For a research project about the OCR of our historical newspapers, we produced 2000 pages of ground-truth. This dataset is available for research purposes and structured as follows;

Years of publication/software	ABBYY 8.1	ABBYY 9.0	ABBYY 10.0	Total
1700-1882	237	0	37	275
1883-1947 (minus 1940-1945)	652	21	494	1166
1948-1995	436	11	112	559
Total	1325	32	643	2000

Selection and correction

For each category a randomised selection was made using newspaper issue identifiers, after which either the first or the second page of the issue was selected for the dataset. The pages were manually corrected to either 99,95% correct characters (digitised from paper) or 99,5% correct characters (digitised from microfilm). After each batch delivery a random paragraph of each page was checked by the KB.

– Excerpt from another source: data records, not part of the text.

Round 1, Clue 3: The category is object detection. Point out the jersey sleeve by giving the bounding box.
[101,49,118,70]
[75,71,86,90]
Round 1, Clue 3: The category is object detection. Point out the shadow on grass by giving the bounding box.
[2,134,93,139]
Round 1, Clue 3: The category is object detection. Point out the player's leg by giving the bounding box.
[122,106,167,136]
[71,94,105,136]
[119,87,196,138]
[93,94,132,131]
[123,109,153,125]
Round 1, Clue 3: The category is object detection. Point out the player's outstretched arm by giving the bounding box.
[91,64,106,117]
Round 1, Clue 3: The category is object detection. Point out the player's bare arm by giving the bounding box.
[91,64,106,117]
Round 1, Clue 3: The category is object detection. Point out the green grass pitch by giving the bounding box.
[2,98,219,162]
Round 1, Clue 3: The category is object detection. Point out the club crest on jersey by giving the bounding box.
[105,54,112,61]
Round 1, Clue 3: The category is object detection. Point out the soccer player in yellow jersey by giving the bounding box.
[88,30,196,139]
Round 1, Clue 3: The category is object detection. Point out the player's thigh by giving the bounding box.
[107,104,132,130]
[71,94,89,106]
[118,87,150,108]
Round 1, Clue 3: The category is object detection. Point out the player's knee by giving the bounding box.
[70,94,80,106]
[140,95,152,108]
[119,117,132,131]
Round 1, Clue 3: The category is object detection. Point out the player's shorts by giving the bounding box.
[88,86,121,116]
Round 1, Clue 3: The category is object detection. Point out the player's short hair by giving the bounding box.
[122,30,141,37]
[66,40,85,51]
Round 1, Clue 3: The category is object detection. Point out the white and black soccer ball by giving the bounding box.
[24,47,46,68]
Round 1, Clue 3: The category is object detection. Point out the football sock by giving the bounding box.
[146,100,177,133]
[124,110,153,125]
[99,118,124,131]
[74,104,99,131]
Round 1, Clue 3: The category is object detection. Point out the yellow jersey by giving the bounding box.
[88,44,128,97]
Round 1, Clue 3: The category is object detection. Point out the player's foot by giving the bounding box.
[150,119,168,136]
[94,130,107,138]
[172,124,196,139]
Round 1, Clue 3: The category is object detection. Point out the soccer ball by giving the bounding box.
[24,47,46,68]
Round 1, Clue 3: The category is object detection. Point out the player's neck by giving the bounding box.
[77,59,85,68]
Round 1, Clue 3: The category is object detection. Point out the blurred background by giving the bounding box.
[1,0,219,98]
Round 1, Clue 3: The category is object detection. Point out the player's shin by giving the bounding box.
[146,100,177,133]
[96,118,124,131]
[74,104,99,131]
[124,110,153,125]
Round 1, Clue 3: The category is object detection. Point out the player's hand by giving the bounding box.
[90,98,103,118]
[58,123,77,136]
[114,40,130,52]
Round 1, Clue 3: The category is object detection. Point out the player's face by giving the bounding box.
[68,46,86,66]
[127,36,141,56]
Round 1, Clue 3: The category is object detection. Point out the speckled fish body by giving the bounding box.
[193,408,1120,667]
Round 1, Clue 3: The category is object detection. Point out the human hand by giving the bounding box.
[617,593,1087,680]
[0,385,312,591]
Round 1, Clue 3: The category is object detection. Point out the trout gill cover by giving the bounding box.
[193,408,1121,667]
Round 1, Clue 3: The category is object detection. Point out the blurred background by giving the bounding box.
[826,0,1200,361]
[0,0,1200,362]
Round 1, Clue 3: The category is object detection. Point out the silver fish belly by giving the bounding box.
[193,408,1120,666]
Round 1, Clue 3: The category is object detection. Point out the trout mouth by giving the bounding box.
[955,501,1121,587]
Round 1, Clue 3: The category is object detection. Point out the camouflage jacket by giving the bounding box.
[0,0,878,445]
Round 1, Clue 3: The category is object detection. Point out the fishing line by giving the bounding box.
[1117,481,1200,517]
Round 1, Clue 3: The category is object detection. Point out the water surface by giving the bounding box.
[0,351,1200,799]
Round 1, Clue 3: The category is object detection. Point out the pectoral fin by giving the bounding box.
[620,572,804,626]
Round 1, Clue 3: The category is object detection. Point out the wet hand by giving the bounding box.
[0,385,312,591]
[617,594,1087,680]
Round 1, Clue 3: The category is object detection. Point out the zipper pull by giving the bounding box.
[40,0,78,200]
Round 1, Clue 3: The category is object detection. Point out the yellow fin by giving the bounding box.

All pages were sent to a service provider and were rekeyed using the software package Aletheia, developed by the PRImA Research Lab during the IMPACT project. The instructions they received were the following:

The text should be 99,95% correct, leaving the segmentation in the pages as they are.
Change ligatures to separate characters: æ à ae - ĳ à ij, etc.
Change fractures to separate characters: ¼ à 1/4, etc.
Type what you see including capitals and printing mistakes if there are any.
Any layout information, such as bullet points or indentations, or style, such as bold or italics, can be ignored.
Leave the long s (ʃ) and guilder (ƒ) as a special character.
Only type logos and other textual lines in more visual parts of the newspapers such as advertisements if they are clearly legible.
Initials are part of the first line.
Ignore spaces in words that are there for layout reasons.
Normalise special characters to ASCII (except long s and guilder).